Eleventy Template by Nexan

This is a template kit for me to potentially use for building barebones sites using Eleventy.

In terms of what functions this will have by default, I plan to have an auto-built Sitemap.xml file, a 404 Page, and a few other things to be determined later.

Files being worked on live in /src/, while output will live in /_site once built.

Pre-made scripts for NPM include start and build which run a development version of the site, and build the site for publishing, respectively. More scripts may be added later as I find them useful.

Templating is done in Liquid, pages can be made in any language available to Eleventy, though they will mostly be Markdown or HTML, or a combination of the two.

How to Use

To make a new page, create a new file in the /src/ directory, add Front Matter Data at the top of the file, and start editing.

Pages should, realistically, be either Markdown files ending with .md or HTML files ending with .html or .htm, and content should stay consistent between the two - that is, HTML should stay in HTML files, while Markdown should stay in Markdown files. However, sometimes you may need to put HTML in your Markdown file if you need something more advanced, and Eleventy does allow for that functionality if needed.

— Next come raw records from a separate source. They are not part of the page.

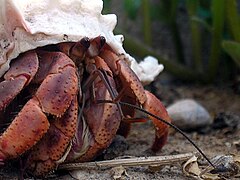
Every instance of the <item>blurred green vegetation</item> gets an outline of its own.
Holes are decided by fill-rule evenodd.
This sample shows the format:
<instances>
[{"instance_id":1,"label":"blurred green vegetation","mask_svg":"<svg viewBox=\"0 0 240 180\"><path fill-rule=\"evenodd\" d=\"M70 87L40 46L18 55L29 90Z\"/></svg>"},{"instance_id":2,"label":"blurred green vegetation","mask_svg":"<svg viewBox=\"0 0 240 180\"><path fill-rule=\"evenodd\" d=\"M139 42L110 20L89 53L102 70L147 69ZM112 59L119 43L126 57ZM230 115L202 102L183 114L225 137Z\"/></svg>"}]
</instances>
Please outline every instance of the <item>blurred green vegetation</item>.
<instances>
[{"instance_id":1,"label":"blurred green vegetation","mask_svg":"<svg viewBox=\"0 0 240 180\"><path fill-rule=\"evenodd\" d=\"M140 58L155 56L168 72L183 80L210 83L239 75L240 18L236 0L122 0L120 4L124 15L141 28L143 36L140 41L124 31L124 27L116 29L115 33L124 35L124 47L132 55ZM104 0L104 13L114 13L112 6L111 0ZM180 11L187 17L187 21L180 23L187 24L191 34L190 63L186 60L184 33L178 21ZM175 59L166 59L156 51L158 47L153 47L152 28L157 28L153 26L154 22L161 22L169 30Z\"/></svg>"}]
</instances>

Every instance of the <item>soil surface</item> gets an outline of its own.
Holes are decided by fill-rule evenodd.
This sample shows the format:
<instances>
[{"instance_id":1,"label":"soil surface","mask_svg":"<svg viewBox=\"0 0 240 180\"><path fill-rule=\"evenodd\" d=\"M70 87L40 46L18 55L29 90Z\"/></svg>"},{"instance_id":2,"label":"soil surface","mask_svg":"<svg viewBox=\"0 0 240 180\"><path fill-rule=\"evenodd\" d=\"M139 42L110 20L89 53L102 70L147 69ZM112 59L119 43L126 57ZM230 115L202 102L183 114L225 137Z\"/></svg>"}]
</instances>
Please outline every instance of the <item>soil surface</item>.
<instances>
[{"instance_id":1,"label":"soil surface","mask_svg":"<svg viewBox=\"0 0 240 180\"><path fill-rule=\"evenodd\" d=\"M160 87L161 86L161 87ZM240 95L235 94L230 88L216 88L197 85L152 85L155 94L162 99L165 105L169 105L179 99L192 98L202 104L210 112L213 119L217 116L227 116L229 125L216 128L204 127L197 131L187 132L187 135L212 158L216 155L239 154L240 151ZM222 114L221 114L222 113ZM214 122L213 122L214 124ZM216 124L216 123L215 123ZM233 125L235 124L235 126ZM238 127L237 127L238 125ZM113 145L106 150L101 157L113 159L122 156L154 155L149 151L154 139L154 130L151 122L134 124L127 139L117 138ZM171 130L168 143L162 151L156 155L174 155L196 152L196 149L178 132ZM120 179L193 179L182 172L182 166L172 164L163 166L162 169L151 171L147 167L125 168L126 173ZM79 170L79 179L113 179L112 170ZM1 169L0 179L16 179L19 177L19 169L8 165ZM27 179L32 179L28 177ZM56 171L47 179L75 179L69 172Z\"/></svg>"}]
</instances>

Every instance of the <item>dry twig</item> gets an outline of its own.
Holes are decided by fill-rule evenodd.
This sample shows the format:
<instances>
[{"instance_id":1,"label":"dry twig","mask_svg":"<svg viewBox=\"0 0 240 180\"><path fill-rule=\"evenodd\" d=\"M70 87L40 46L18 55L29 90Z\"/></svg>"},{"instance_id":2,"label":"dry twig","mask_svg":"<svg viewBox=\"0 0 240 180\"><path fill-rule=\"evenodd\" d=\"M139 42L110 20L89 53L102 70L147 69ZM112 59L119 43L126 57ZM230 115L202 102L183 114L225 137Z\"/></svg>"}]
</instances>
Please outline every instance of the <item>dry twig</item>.
<instances>
[{"instance_id":1,"label":"dry twig","mask_svg":"<svg viewBox=\"0 0 240 180\"><path fill-rule=\"evenodd\" d=\"M176 165L187 161L196 153L186 153L168 156L151 156L151 157L134 157L127 159L113 159L106 161L95 161L85 163L62 164L58 169L79 170L79 169L106 169L116 166L133 167L133 166L153 166L153 165Z\"/></svg>"}]
</instances>

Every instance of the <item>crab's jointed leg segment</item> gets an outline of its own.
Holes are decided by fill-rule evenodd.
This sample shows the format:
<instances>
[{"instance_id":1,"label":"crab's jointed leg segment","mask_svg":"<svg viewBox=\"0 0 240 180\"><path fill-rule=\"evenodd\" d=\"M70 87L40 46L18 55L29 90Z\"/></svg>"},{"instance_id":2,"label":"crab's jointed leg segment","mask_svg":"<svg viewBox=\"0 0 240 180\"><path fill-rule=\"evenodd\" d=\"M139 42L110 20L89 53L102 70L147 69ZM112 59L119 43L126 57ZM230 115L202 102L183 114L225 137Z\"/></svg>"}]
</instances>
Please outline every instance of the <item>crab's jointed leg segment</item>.
<instances>
[{"instance_id":1,"label":"crab's jointed leg segment","mask_svg":"<svg viewBox=\"0 0 240 180\"><path fill-rule=\"evenodd\" d=\"M76 99L78 79L72 60L63 53L44 53L44 55L46 59L52 59L44 68L48 71L40 73L46 75L45 79L39 77L44 80L36 94L24 105L18 116L0 136L1 161L17 157L29 150L49 129L47 115L63 116L73 99ZM27 57L29 56L32 55L28 54Z\"/></svg>"},{"instance_id":2,"label":"crab's jointed leg segment","mask_svg":"<svg viewBox=\"0 0 240 180\"><path fill-rule=\"evenodd\" d=\"M11 63L11 67L0 82L0 111L32 80L38 70L37 54L24 53Z\"/></svg>"},{"instance_id":3,"label":"crab's jointed leg segment","mask_svg":"<svg viewBox=\"0 0 240 180\"><path fill-rule=\"evenodd\" d=\"M149 91L146 91L146 96L147 96L147 100L146 102L143 104L143 108L168 121L169 123L171 123L171 119L165 109L165 107L163 106L163 104L161 103L161 101L159 99L156 98L156 96L154 96L152 93L150 93ZM154 118L154 117L150 117L149 118L152 120L154 126L155 126L155 141L152 145L152 150L154 152L157 152L159 150L161 150L161 148L166 144L167 142L167 136L168 136L168 125L159 121L158 119Z\"/></svg>"}]
</instances>

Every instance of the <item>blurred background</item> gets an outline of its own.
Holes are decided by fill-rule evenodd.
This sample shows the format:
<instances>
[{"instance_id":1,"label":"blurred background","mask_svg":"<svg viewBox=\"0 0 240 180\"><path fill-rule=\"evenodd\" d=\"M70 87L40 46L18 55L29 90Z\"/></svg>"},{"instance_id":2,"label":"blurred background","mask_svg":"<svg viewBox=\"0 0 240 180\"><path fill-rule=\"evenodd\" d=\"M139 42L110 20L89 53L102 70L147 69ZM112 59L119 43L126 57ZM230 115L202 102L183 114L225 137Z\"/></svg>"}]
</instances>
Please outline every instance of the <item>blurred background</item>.
<instances>
[{"instance_id":1,"label":"blurred background","mask_svg":"<svg viewBox=\"0 0 240 180\"><path fill-rule=\"evenodd\" d=\"M104 0L104 14L117 15L115 34L124 35L126 51L136 59L156 57L171 81L224 84L240 93L239 4L237 0Z\"/></svg>"}]
</instances>

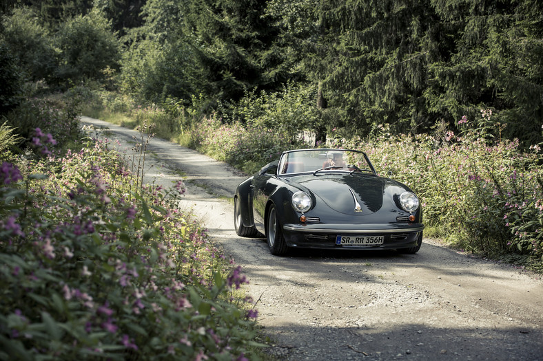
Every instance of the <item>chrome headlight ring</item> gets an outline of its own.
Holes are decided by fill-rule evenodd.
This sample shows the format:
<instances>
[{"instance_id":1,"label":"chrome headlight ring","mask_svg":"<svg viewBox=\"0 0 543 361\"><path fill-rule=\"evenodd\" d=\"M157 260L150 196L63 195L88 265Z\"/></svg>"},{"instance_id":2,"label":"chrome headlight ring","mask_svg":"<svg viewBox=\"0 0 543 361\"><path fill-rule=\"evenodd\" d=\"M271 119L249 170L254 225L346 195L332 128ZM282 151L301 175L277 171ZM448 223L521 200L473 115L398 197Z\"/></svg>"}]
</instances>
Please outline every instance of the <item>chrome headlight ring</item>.
<instances>
[{"instance_id":1,"label":"chrome headlight ring","mask_svg":"<svg viewBox=\"0 0 543 361\"><path fill-rule=\"evenodd\" d=\"M296 212L307 212L311 209L311 197L305 192L296 192L292 195L292 206Z\"/></svg>"},{"instance_id":2,"label":"chrome headlight ring","mask_svg":"<svg viewBox=\"0 0 543 361\"><path fill-rule=\"evenodd\" d=\"M418 209L418 198L412 192L404 192L400 195L400 206L407 212L415 212Z\"/></svg>"}]
</instances>

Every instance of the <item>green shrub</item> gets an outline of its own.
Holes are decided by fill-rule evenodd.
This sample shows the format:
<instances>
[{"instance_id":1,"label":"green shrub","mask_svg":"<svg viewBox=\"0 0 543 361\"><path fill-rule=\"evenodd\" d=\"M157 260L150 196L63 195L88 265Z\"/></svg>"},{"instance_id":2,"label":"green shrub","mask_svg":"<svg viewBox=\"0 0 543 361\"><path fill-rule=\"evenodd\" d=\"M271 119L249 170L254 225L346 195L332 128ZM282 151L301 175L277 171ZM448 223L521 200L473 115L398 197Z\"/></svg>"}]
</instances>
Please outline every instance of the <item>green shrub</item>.
<instances>
[{"instance_id":1,"label":"green shrub","mask_svg":"<svg viewBox=\"0 0 543 361\"><path fill-rule=\"evenodd\" d=\"M17 59L0 41L0 116L7 114L22 99L23 75Z\"/></svg>"},{"instance_id":2,"label":"green shrub","mask_svg":"<svg viewBox=\"0 0 543 361\"><path fill-rule=\"evenodd\" d=\"M299 138L260 125L222 124L216 117L203 119L191 131L192 146L247 173L278 159L282 152L307 146Z\"/></svg>"},{"instance_id":3,"label":"green shrub","mask_svg":"<svg viewBox=\"0 0 543 361\"><path fill-rule=\"evenodd\" d=\"M104 80L107 69L119 68L121 44L111 28L96 8L62 23L55 43L60 52L57 76L63 83Z\"/></svg>"},{"instance_id":4,"label":"green shrub","mask_svg":"<svg viewBox=\"0 0 543 361\"><path fill-rule=\"evenodd\" d=\"M52 36L29 8L14 8L4 18L2 38L30 80L50 81L57 68Z\"/></svg>"},{"instance_id":5,"label":"green shrub","mask_svg":"<svg viewBox=\"0 0 543 361\"><path fill-rule=\"evenodd\" d=\"M251 357L246 282L99 144L0 171L0 359Z\"/></svg>"},{"instance_id":6,"label":"green shrub","mask_svg":"<svg viewBox=\"0 0 543 361\"><path fill-rule=\"evenodd\" d=\"M6 119L14 132L21 136L21 148L30 144L36 128L51 133L59 146L65 146L80 135L77 104L73 97L68 97L65 102L61 99L33 98L12 110Z\"/></svg>"},{"instance_id":7,"label":"green shrub","mask_svg":"<svg viewBox=\"0 0 543 361\"><path fill-rule=\"evenodd\" d=\"M381 172L406 183L421 197L424 223L438 236L473 252L513 252L543 257L543 168L537 146L502 140L503 127L490 111L462 118L458 135L392 135L380 127L370 139L334 140L335 146L365 151Z\"/></svg>"}]
</instances>

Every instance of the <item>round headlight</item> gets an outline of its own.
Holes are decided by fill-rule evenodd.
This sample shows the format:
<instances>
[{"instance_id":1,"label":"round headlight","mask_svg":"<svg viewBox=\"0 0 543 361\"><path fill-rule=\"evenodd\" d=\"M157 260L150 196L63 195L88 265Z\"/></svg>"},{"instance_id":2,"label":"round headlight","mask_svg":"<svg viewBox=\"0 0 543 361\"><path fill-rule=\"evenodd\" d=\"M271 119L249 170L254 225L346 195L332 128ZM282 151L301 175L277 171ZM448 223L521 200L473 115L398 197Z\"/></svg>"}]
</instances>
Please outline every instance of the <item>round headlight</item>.
<instances>
[{"instance_id":1,"label":"round headlight","mask_svg":"<svg viewBox=\"0 0 543 361\"><path fill-rule=\"evenodd\" d=\"M292 206L296 212L307 212L311 208L311 197L305 192L292 195Z\"/></svg>"},{"instance_id":2,"label":"round headlight","mask_svg":"<svg viewBox=\"0 0 543 361\"><path fill-rule=\"evenodd\" d=\"M418 198L411 192L404 192L400 195L400 205L407 212L415 212L418 208Z\"/></svg>"}]
</instances>

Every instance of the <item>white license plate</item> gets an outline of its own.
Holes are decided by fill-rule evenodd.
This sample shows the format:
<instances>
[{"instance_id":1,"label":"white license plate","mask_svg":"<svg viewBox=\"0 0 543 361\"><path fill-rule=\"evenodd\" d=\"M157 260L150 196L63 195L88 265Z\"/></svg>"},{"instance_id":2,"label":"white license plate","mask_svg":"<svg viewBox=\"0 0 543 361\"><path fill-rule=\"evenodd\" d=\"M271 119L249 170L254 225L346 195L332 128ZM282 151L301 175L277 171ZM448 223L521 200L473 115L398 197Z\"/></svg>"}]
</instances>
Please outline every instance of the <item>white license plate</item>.
<instances>
[{"instance_id":1,"label":"white license plate","mask_svg":"<svg viewBox=\"0 0 543 361\"><path fill-rule=\"evenodd\" d=\"M373 245L382 244L385 236L337 236L336 244L342 245Z\"/></svg>"}]
</instances>

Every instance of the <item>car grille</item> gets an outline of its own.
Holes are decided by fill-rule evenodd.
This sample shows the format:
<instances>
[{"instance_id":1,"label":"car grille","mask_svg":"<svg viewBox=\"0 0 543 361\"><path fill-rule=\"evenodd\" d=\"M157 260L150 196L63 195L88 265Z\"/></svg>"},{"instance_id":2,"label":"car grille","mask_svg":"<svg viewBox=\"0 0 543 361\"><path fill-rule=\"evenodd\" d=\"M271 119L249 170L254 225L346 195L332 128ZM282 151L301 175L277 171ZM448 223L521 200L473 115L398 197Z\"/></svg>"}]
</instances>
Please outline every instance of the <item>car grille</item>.
<instances>
[{"instance_id":1,"label":"car grille","mask_svg":"<svg viewBox=\"0 0 543 361\"><path fill-rule=\"evenodd\" d=\"M390 235L390 239L394 241L401 241L409 237L409 233L393 233Z\"/></svg>"},{"instance_id":2,"label":"car grille","mask_svg":"<svg viewBox=\"0 0 543 361\"><path fill-rule=\"evenodd\" d=\"M328 239L328 234L314 234L309 233L305 235L305 239L307 241L322 241Z\"/></svg>"}]
</instances>

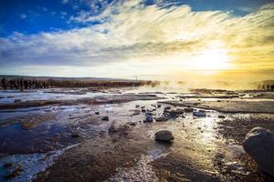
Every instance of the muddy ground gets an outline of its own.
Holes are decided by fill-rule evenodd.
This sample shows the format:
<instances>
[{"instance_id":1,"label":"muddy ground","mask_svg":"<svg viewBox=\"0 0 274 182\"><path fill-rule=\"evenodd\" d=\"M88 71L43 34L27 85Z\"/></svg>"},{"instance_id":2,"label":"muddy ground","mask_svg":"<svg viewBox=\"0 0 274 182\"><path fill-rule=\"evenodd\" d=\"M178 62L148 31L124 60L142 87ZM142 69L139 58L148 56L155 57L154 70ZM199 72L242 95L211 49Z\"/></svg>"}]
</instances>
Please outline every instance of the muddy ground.
<instances>
[{"instance_id":1,"label":"muddy ground","mask_svg":"<svg viewBox=\"0 0 274 182\"><path fill-rule=\"evenodd\" d=\"M273 180L241 147L255 126L273 131L272 93L143 90L2 93L1 180ZM166 106L203 108L206 116L184 112L156 122ZM148 112L153 123L143 122ZM163 129L172 143L154 140Z\"/></svg>"}]
</instances>

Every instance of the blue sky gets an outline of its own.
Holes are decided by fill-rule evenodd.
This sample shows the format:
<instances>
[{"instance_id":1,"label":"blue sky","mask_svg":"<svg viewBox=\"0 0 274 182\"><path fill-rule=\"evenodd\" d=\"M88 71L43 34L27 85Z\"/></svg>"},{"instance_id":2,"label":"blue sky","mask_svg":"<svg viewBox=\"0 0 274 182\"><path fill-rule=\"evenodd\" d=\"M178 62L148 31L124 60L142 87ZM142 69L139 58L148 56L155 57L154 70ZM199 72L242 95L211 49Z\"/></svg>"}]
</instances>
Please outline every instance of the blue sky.
<instances>
[{"instance_id":1,"label":"blue sky","mask_svg":"<svg viewBox=\"0 0 274 182\"><path fill-rule=\"evenodd\" d=\"M194 11L221 10L231 11L235 15L244 15L273 0L170 0L144 1L147 5L189 5ZM81 12L100 14L113 3L112 0L1 0L0 36L13 32L37 34L80 28L99 22L80 23L71 21Z\"/></svg>"},{"instance_id":2,"label":"blue sky","mask_svg":"<svg viewBox=\"0 0 274 182\"><path fill-rule=\"evenodd\" d=\"M273 12L273 0L1 0L0 74L269 73Z\"/></svg>"}]
</instances>

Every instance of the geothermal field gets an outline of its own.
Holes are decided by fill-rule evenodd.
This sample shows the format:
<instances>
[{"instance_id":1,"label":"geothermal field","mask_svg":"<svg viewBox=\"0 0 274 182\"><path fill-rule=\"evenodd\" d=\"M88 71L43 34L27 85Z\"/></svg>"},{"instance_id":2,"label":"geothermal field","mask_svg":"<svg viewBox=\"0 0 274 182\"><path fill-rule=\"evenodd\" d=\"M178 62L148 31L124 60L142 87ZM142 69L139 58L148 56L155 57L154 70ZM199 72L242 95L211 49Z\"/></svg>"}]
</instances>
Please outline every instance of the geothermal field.
<instances>
[{"instance_id":1,"label":"geothermal field","mask_svg":"<svg viewBox=\"0 0 274 182\"><path fill-rule=\"evenodd\" d=\"M0 181L273 181L273 131L265 90L1 90Z\"/></svg>"}]
</instances>

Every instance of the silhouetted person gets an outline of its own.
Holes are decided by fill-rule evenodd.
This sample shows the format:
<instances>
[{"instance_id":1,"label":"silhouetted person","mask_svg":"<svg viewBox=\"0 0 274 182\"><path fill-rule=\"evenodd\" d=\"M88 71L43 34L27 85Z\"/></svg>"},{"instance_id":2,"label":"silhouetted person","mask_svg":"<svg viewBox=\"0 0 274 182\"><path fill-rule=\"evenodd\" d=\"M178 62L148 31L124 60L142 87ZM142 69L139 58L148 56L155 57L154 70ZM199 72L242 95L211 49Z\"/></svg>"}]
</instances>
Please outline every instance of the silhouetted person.
<instances>
[{"instance_id":1,"label":"silhouetted person","mask_svg":"<svg viewBox=\"0 0 274 182\"><path fill-rule=\"evenodd\" d=\"M1 83L2 83L3 88L6 89L6 80L5 77L2 78Z\"/></svg>"}]
</instances>

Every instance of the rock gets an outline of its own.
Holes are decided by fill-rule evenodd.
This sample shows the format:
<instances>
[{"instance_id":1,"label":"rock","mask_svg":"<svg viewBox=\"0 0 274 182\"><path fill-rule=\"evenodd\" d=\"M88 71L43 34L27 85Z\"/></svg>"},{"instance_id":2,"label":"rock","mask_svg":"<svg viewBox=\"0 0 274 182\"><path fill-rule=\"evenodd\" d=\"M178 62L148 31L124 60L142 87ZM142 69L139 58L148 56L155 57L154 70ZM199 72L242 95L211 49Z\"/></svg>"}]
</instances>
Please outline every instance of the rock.
<instances>
[{"instance_id":1,"label":"rock","mask_svg":"<svg viewBox=\"0 0 274 182\"><path fill-rule=\"evenodd\" d=\"M73 132L71 137L79 137L79 134L78 132Z\"/></svg>"},{"instance_id":2,"label":"rock","mask_svg":"<svg viewBox=\"0 0 274 182\"><path fill-rule=\"evenodd\" d=\"M135 126L137 124L136 123L134 123L134 122L132 122L132 123L130 123L130 126Z\"/></svg>"},{"instance_id":3,"label":"rock","mask_svg":"<svg viewBox=\"0 0 274 182\"><path fill-rule=\"evenodd\" d=\"M206 116L206 113L201 111L193 112L193 116Z\"/></svg>"},{"instance_id":4,"label":"rock","mask_svg":"<svg viewBox=\"0 0 274 182\"><path fill-rule=\"evenodd\" d=\"M139 110L139 109L134 109L134 110L132 110L133 111L133 113L132 113L132 115L134 116L134 115L140 115L141 114L141 111Z\"/></svg>"},{"instance_id":5,"label":"rock","mask_svg":"<svg viewBox=\"0 0 274 182\"><path fill-rule=\"evenodd\" d=\"M157 122L163 122L163 121L167 121L169 118L167 117L167 116L159 116L159 117L157 117L156 119L155 119L155 121L157 121Z\"/></svg>"},{"instance_id":6,"label":"rock","mask_svg":"<svg viewBox=\"0 0 274 182\"><path fill-rule=\"evenodd\" d=\"M118 132L118 127L114 125L111 125L109 128L109 133L115 133Z\"/></svg>"},{"instance_id":7,"label":"rock","mask_svg":"<svg viewBox=\"0 0 274 182\"><path fill-rule=\"evenodd\" d=\"M274 176L274 134L271 131L262 127L251 129L243 141L243 147L262 170Z\"/></svg>"},{"instance_id":8,"label":"rock","mask_svg":"<svg viewBox=\"0 0 274 182\"><path fill-rule=\"evenodd\" d=\"M162 130L155 133L155 140L170 142L174 139L173 133L168 130Z\"/></svg>"},{"instance_id":9,"label":"rock","mask_svg":"<svg viewBox=\"0 0 274 182\"><path fill-rule=\"evenodd\" d=\"M131 125L125 124L123 126L116 126L111 125L109 128L109 133L119 133L119 135L128 135L131 131Z\"/></svg>"},{"instance_id":10,"label":"rock","mask_svg":"<svg viewBox=\"0 0 274 182\"><path fill-rule=\"evenodd\" d=\"M167 117L174 118L184 115L184 109L165 110L163 115Z\"/></svg>"},{"instance_id":11,"label":"rock","mask_svg":"<svg viewBox=\"0 0 274 182\"><path fill-rule=\"evenodd\" d=\"M12 179L19 175L21 175L23 169L22 169L22 167L19 166L17 167L14 171L12 171L11 173L7 174L5 178L9 180L9 179Z\"/></svg>"},{"instance_id":12,"label":"rock","mask_svg":"<svg viewBox=\"0 0 274 182\"><path fill-rule=\"evenodd\" d=\"M5 168L9 168L9 167L12 167L14 165L15 165L14 163L8 162L8 163L5 163L5 164L3 165L3 167L4 167Z\"/></svg>"},{"instance_id":13,"label":"rock","mask_svg":"<svg viewBox=\"0 0 274 182\"><path fill-rule=\"evenodd\" d=\"M101 118L101 120L102 120L102 121L109 121L109 116L103 116L103 117Z\"/></svg>"},{"instance_id":14,"label":"rock","mask_svg":"<svg viewBox=\"0 0 274 182\"><path fill-rule=\"evenodd\" d=\"M171 106L164 106L163 110L169 110L171 109Z\"/></svg>"},{"instance_id":15,"label":"rock","mask_svg":"<svg viewBox=\"0 0 274 182\"><path fill-rule=\"evenodd\" d=\"M151 113L146 113L145 114L145 120L143 121L143 123L152 123L153 122L153 117L152 116Z\"/></svg>"},{"instance_id":16,"label":"rock","mask_svg":"<svg viewBox=\"0 0 274 182\"><path fill-rule=\"evenodd\" d=\"M184 109L184 111L185 113L192 113L192 112L194 111L194 108L186 107L186 108Z\"/></svg>"}]
</instances>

By default, pages will generate a folder of the same name containing a single index.html file upon building. If you want to change this, add a permalink: Front Matter to the page, pointing to a specific file (for an example, see the sitemap.md file, which outputs to an XML at the root of the site instead of in a folder)

Anything in the /assets/ directory will be copied through, including CSS in the /styles/ directory, and there are a few little bits in .eleventy.js that could help with development.

As mentioned above, the start script will run a local development server for semi-live code editing, and build will build the site for deployment.